In year-on-year terms, prices grew in all capital cities except Brisbane, where prices fell by 0.7% due to what many analysts believe is an overabundance of stock, and in Perth by 2.3%.

The median price of property in Perth is now $525,000, Melbourne is now at $485,00 and Brisbane is now at $432,900. Prices in Adelaide are $382,000, in Perth the median price is $460,000 and in Hobart a figure of $320,000 was recorded.

In Darwin and Canberra, prices are at $465,000 and $512,500 respectively. In a statement, RP Data and Rismark commented that the softening of prices across all capitals was clearly evident.
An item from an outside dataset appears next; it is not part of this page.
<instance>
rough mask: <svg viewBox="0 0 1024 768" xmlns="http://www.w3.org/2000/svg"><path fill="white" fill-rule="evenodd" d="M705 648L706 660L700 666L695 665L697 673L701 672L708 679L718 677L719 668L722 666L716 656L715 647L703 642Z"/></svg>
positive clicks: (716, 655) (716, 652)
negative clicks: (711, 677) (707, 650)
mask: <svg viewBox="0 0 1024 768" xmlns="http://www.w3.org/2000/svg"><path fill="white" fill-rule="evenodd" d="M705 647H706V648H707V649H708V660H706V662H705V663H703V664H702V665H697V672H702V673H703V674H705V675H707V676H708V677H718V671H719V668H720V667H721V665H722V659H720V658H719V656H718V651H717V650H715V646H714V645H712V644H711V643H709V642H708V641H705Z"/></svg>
“In the capital cities, Australian home values are now lower than the levels they reached in March 2010. That is, there has been no capital growth since the end of the first quarter. Similarly, in the rest of state markets, which account for around 40% of all homes by number, dwelling values are now below their January 2010 peak.”

But other experts claim that prices may stabilise, but they will not fall.

Christopher Joye, Rismark managing director, also said in a statement that if the RBA does not raise rates again during 2011, property prices will stabilise “and grind out capital gains in excess of headline inflation”.

“We believe that there is a risk of at least three cash rate increases in 2011. In this event, our central case is that there will be little to no nominal dwelling price growth over 2011, with a chance of small nominal declines.”

But Joye also adds that this is not necessarily a bad thing, and that this will “only further improve asset-class valuations”, and that while price stabilisation may occur, “we believe that the likelihood of substantial national house price falls is remote”.

In a separate statement, ANZ economist Paul Braddick claimed that as a result of the latest RP Data figures, “the two-speed economy also appears to be emerging in the housing market”. Braddick also says that prices will stabilise in 2011 – although claiming they will not fall.

“While the November interest rate hike further deteriorated home purchase affordability, general household financial stability and underlying tightness in market fundamentals are continuing to support albeit weak annual growth in house prices.”

“We believe these market foundations combined with a strong domestic economic outlook, falling unemployment and limited ‘forced’ selling will effectively place a floor under house prices in 2011.”